In a second aspect, the present application provides a rendering method, where the method is applied to a second processor of an electronic device, where the electronic device runs an application program, the electronic device further includes a first processor, and the application program issues a rendering command to the first processor, where the rendering command is used to instruct the second processor to render a first image based on a first resolution, and the method includes: the second processor receives a rendering instruction sent by the first processor, wherein the rendering instruction is used for instructing the second processor to render the first image; the second processor generates image data of the first image at a second resolution based on the rendering instruction, the second resolution being not greater than the first resolution; the second processor writes the image data of the first image under the second resolution into the shared memory, and the first processor and the second processor have the authority of accessing the shared memory; the second processor reads image data of the first image under a third resolution from the shared memory, wherein the third resolution is greater than the second resolution; the second processor generates a first image based on image data of the first image at the third resolution.

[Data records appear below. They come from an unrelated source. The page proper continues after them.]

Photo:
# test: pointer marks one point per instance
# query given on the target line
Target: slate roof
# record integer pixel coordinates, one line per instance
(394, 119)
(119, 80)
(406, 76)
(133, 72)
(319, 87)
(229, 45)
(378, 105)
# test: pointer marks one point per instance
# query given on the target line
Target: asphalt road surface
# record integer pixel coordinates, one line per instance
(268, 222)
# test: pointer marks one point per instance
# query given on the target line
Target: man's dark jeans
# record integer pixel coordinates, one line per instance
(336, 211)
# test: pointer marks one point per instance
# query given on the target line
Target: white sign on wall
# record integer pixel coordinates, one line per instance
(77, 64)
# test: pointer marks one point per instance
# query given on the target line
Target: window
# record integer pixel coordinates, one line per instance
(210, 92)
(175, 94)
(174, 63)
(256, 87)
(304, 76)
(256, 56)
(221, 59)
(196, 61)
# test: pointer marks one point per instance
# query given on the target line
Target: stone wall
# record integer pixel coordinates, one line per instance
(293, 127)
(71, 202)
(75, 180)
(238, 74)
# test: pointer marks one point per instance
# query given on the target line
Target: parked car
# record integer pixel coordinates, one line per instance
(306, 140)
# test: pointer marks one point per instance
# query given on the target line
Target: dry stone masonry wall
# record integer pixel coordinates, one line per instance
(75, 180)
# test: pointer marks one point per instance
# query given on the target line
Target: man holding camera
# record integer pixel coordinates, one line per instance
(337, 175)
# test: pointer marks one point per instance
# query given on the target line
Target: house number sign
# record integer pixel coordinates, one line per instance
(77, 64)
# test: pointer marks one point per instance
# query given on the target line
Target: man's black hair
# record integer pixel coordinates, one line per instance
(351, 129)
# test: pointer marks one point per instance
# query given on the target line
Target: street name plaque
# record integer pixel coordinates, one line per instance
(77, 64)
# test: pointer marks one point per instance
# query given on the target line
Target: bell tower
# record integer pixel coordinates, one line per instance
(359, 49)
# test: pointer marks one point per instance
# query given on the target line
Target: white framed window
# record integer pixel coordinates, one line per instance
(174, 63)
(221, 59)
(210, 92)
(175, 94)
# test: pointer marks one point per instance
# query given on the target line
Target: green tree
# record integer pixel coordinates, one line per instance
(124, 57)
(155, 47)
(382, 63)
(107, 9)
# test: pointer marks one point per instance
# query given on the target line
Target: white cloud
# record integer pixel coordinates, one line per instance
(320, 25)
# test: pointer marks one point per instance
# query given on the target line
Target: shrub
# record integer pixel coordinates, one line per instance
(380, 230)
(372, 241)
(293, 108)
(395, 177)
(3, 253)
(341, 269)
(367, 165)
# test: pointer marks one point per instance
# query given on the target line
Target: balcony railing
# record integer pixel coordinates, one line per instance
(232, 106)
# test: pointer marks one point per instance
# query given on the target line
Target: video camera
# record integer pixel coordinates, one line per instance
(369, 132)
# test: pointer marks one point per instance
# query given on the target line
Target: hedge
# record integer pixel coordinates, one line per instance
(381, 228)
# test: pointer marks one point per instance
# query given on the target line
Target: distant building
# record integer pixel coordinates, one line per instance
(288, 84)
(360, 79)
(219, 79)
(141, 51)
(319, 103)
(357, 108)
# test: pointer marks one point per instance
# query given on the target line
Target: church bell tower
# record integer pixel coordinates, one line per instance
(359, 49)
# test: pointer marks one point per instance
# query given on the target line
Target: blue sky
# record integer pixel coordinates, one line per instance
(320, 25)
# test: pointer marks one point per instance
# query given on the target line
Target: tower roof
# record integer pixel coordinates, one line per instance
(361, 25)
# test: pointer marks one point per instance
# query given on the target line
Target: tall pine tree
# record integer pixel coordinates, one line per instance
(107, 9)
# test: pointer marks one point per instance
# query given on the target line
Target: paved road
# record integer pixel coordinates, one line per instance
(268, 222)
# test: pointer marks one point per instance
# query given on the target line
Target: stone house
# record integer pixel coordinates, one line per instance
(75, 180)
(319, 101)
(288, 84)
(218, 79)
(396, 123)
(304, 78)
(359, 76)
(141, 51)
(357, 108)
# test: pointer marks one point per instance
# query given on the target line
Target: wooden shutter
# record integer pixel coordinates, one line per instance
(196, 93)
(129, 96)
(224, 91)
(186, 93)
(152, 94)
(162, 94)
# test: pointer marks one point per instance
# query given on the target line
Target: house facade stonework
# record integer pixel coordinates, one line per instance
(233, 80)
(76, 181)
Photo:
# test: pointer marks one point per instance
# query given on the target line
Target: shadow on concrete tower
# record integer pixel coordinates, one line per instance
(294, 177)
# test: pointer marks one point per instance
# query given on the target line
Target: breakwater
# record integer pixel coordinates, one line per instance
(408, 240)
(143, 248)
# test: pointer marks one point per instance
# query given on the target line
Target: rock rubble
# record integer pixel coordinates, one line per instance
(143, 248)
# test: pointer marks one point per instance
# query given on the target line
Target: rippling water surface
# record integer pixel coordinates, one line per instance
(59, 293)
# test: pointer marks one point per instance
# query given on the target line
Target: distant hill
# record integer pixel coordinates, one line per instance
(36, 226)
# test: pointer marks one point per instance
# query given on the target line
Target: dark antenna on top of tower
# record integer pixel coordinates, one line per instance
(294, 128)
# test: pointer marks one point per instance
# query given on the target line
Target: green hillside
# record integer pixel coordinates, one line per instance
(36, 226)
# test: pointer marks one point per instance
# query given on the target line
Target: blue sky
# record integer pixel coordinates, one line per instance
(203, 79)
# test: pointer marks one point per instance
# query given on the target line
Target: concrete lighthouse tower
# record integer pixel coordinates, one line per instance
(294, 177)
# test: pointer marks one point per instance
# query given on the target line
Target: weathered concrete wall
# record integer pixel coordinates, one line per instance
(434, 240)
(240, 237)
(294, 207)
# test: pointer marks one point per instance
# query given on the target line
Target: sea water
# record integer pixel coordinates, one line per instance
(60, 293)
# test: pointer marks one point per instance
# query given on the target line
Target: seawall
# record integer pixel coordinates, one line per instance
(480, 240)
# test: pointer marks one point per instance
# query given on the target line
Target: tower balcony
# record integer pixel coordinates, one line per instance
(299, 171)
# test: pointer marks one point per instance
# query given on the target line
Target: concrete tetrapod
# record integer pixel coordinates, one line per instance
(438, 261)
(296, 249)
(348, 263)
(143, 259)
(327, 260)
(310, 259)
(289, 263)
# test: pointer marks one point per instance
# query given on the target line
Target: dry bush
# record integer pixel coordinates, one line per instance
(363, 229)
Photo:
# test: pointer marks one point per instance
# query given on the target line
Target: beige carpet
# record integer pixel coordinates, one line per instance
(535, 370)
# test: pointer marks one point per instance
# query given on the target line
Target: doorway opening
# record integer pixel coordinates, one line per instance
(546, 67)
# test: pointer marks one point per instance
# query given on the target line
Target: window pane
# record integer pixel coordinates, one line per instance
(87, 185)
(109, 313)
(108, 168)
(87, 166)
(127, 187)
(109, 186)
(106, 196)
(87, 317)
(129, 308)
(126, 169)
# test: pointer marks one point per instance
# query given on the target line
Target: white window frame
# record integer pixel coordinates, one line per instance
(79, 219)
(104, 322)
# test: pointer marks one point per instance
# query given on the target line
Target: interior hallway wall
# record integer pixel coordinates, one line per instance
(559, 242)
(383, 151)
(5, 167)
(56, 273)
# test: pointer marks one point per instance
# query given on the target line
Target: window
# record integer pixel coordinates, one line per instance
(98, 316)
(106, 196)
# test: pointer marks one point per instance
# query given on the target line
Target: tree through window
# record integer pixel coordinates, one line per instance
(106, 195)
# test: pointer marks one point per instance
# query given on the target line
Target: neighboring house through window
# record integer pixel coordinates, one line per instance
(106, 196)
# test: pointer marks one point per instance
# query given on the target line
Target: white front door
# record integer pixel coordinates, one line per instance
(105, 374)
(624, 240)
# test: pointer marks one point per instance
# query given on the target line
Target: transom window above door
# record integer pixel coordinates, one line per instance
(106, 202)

In this embodiment, after the second processor writes the generated image data of the first image at the second resolution into the shared memory, the second processor may read the image data of the first image at the third resolution from the shared memory, and the second processor is not required to generate the image data of the first image at the third resolution, so that the computational power of the second processor is saved, the time spent in the rendering process is shortened, the power consumption is reduced, the rendering smoothness is improved, and the problems of serious heat generation and unsmooth operation of the device are solved. And the third resolution is greater than the second resolution, which indicates that the second processor can obtain image data with relatively high resolution, and the second processor can draw the first image based on the image data with relatively high resolution, so that the image quality of the first image is improved. The first processor and the second processor have the authority of accessing the shared memory, data sharing can be achieved between the first processor and the second processor based on the shared memory, zero copy of shared data between the first processor and the second processor is achieved, and processing efficiency is improved.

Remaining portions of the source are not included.